The headline Riyad Bank purchasing managers' index reading climbed to 58.4 in October, up from 57.2 in September, the highest level since June.
The 50-point mark separates expansion from contraction in activity.
Business activity continued to grow at a marked rate at the start of the fourth quarter, as client orders grew amid continued economic momentum.
Businesses surveyed also reported a sharp rise in new business intakes.

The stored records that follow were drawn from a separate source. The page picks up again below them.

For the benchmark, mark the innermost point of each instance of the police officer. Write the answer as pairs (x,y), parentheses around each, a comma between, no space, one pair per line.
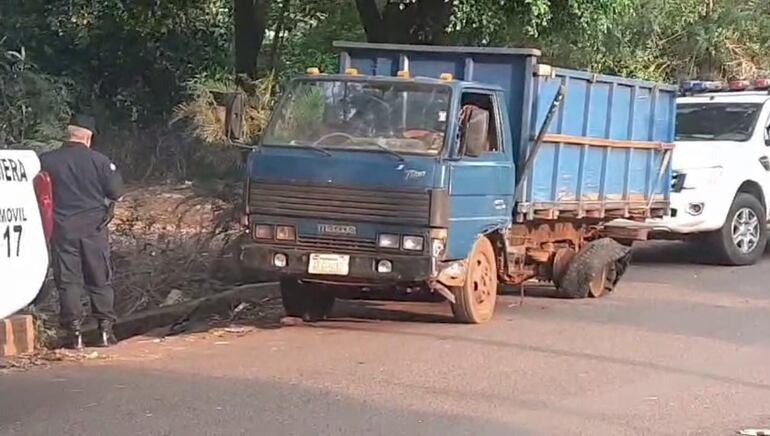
(85,186)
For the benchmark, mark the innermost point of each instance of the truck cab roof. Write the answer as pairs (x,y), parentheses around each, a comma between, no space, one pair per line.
(453,83)
(727,97)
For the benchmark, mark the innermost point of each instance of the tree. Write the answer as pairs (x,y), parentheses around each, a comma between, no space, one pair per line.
(405,21)
(250,19)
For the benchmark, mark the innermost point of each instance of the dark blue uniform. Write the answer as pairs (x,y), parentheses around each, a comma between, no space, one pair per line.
(84,183)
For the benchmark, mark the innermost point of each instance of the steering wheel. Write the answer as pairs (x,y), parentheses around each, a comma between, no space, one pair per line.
(333,134)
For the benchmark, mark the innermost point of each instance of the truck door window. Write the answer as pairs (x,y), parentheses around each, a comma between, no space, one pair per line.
(485,102)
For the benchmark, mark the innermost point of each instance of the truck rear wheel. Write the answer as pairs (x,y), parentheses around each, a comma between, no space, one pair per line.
(743,237)
(302,300)
(595,270)
(475,301)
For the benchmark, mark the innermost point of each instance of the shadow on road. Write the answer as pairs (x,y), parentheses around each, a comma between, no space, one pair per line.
(551,351)
(128,401)
(674,253)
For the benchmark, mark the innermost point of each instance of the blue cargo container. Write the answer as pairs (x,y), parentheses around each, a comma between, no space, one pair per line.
(606,144)
(447,170)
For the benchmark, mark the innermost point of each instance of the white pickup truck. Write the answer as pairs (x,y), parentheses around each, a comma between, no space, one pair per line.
(26,224)
(721,166)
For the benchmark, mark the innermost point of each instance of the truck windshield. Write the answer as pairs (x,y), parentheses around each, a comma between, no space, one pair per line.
(379,116)
(716,121)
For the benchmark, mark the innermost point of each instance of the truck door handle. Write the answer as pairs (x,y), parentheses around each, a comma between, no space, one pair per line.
(765,162)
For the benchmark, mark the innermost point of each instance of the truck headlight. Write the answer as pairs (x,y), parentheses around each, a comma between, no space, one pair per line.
(388,241)
(701,177)
(438,246)
(285,233)
(413,243)
(263,231)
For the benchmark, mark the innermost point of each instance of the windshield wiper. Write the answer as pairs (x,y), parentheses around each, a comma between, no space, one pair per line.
(386,149)
(705,136)
(317,148)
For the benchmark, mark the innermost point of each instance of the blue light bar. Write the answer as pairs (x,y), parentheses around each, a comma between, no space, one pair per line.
(695,86)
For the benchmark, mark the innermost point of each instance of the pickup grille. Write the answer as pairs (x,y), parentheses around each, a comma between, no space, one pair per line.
(677,182)
(338,203)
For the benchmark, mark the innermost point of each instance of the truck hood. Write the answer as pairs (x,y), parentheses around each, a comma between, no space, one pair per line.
(344,168)
(704,154)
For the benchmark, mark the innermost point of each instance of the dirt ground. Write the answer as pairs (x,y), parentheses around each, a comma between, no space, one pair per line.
(170,243)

Growth in both output and new business remained well-spread across the manufacturing, construction, wholesale and retail and services sectors.
““Another contributing factor to the expanded PMI was the strong growth in new orders …[which] indicates a renewed sense of confidence among businesses and a willingness to invest in new projects,” said Naif Al Ghaith, chief economist at Riyad Bank.

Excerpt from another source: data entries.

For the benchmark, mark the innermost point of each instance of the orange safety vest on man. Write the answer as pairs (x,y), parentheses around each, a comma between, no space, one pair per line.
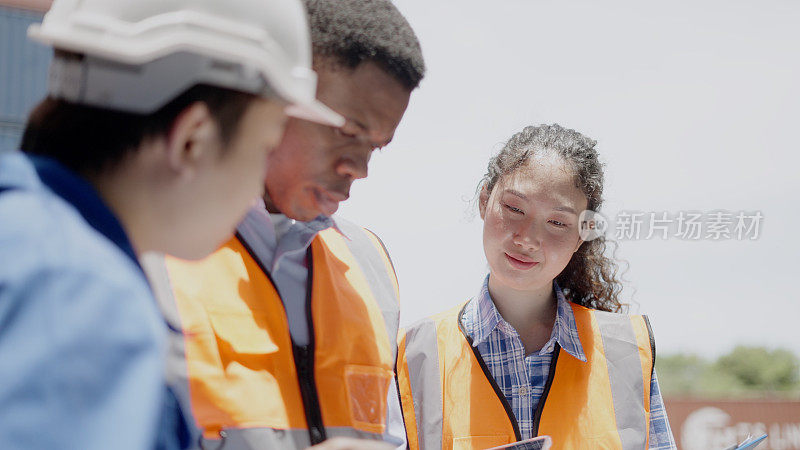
(451,401)
(248,385)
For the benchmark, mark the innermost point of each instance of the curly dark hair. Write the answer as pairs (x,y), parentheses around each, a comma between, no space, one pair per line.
(354,31)
(590,278)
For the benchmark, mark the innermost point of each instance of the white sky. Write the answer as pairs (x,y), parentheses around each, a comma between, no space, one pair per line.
(695,107)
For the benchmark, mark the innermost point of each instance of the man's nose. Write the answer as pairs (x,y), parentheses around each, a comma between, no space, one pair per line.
(353,167)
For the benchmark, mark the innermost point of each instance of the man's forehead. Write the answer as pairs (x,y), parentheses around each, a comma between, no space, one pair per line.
(369,97)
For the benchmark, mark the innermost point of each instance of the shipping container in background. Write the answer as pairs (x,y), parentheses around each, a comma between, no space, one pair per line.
(23,67)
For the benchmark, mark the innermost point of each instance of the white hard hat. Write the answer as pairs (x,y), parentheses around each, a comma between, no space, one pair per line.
(140,54)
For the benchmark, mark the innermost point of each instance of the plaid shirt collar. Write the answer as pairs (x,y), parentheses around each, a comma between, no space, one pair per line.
(481,318)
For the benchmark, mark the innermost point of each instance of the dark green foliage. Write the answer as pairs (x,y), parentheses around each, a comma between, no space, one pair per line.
(744,372)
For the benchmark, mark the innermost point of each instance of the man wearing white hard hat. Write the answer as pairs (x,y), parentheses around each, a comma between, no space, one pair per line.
(154,136)
(291,326)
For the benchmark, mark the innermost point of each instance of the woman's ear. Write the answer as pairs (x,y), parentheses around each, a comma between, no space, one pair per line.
(191,137)
(483,200)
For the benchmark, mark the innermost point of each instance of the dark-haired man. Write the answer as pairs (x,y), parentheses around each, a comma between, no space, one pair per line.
(291,327)
(154,136)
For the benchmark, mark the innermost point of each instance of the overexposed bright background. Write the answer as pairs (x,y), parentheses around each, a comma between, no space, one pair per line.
(695,107)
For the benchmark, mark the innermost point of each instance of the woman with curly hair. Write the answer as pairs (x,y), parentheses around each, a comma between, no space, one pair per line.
(543,348)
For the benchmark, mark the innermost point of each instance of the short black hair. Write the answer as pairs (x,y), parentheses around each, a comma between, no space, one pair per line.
(90,140)
(355,31)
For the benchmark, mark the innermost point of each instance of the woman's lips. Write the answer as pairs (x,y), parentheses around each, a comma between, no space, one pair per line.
(520,262)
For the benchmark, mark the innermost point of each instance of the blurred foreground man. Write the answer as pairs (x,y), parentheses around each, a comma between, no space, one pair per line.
(154,137)
(290,328)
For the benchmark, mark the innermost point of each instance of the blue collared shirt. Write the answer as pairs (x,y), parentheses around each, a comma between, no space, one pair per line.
(522,378)
(282,244)
(81,337)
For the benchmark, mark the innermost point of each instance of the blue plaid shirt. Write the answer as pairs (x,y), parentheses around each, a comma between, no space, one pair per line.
(522,378)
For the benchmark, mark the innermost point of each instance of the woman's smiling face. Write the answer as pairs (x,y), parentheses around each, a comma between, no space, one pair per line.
(530,228)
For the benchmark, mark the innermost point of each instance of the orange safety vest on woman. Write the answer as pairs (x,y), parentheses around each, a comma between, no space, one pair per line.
(451,401)
(248,385)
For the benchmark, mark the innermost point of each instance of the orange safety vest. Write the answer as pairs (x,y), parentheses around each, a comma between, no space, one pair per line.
(451,401)
(248,385)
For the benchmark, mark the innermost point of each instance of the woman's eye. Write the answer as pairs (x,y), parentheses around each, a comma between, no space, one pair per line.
(342,132)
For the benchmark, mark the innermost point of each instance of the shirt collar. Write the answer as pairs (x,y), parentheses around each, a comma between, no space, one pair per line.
(482,318)
(257,230)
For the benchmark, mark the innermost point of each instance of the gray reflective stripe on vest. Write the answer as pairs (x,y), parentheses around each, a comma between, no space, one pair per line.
(177,374)
(380,282)
(422,353)
(268,438)
(625,373)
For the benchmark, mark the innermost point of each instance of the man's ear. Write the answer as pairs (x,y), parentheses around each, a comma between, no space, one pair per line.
(483,200)
(193,135)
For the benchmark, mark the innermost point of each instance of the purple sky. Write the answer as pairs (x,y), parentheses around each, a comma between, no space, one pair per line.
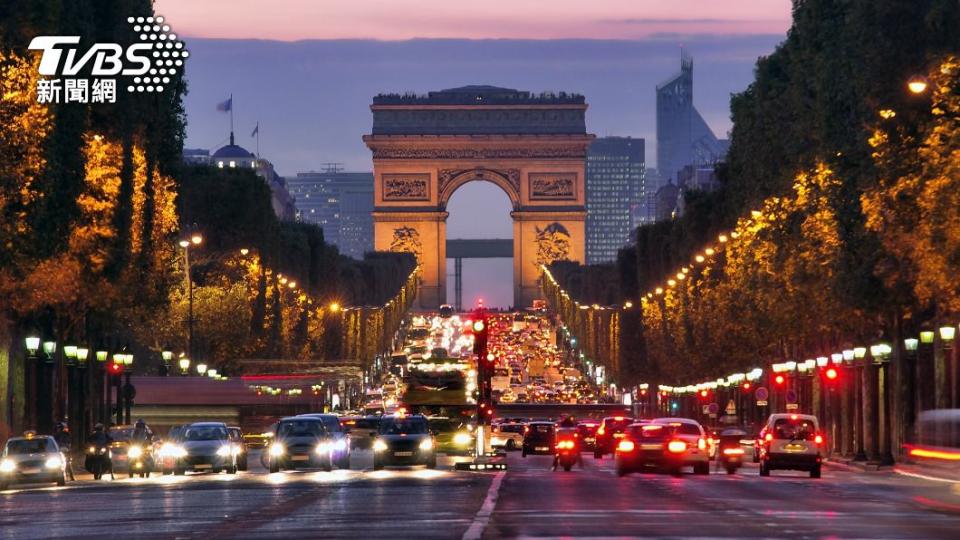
(305,71)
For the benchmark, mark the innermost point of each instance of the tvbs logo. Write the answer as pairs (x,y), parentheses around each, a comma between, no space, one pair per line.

The survey also indicated a “steep” uplift in hiring across the non-oil private sector amid strong demand and “robust” output expectations, with overall employment recording the sharpest increase since October 2014.
“The employment expansion is a promising sign for the Saudi economy, as it suggests a growing demand for labour and a potential improvement in the job market,” said Mr Al Ghaith.
A heated labour market led to higher wages and increased input costs, causing overall cost inflation to rise sharply, matching the fastest rate in over a year, the survey said.
Despite that, firms continued to offer discounts due to competitive pressures, resulting in the most significant drop in output prices since May 2020, it added.
Saudi Arabia’s economy, the Arab world’s largest, contracted by 4.5 per cent annually in the third quarter due to oil production cuts by the Opec group's largest producer.
Oil-related activity during the three months to the end of September declined by 17.3 per cent, according to estimates released by the General Authority for Statistics (Gastat) last week.
Non-oil and government activity increased in the third quarter by 3.6 per cent and 1.9 per cent respectively on an annual basis.
Non-oil growth this year is projected to reach 5.9 per cent, led by the trade, hospitality and tourism sectors, according to government data.
In Egypt, the non-oil private sector economy continued to soften in October as inflationary pressures affected demand and business activity momentum.
The country's headline S&P Global Egypt PMI dropped to 47.9 in October from 48.7 in September, the lowest in five months.
“A faster decline in new business volumes and sustained weakness in output were recorded as supply shortages and inflation continued to bite,” said David Owen, senior economist at S&P Global Market Intelligence.
“However, despite sliding from the levels seen in the third quarter of the year, the PMI remained above the readings taken at the start of the year when inflationary pressures on companies were even steeper,” Mr Owen said.
Last month, S&P Global Ratings downgraded Egypt's rating further into negative territory, citing the slow progress being made on monetary and structural reforms.
The country's long-term foreign and local currency sovereign credit ratings were revised to “B-” from “B”, which is “highly speculative” and is six levels below investment grade, the ratings agency said.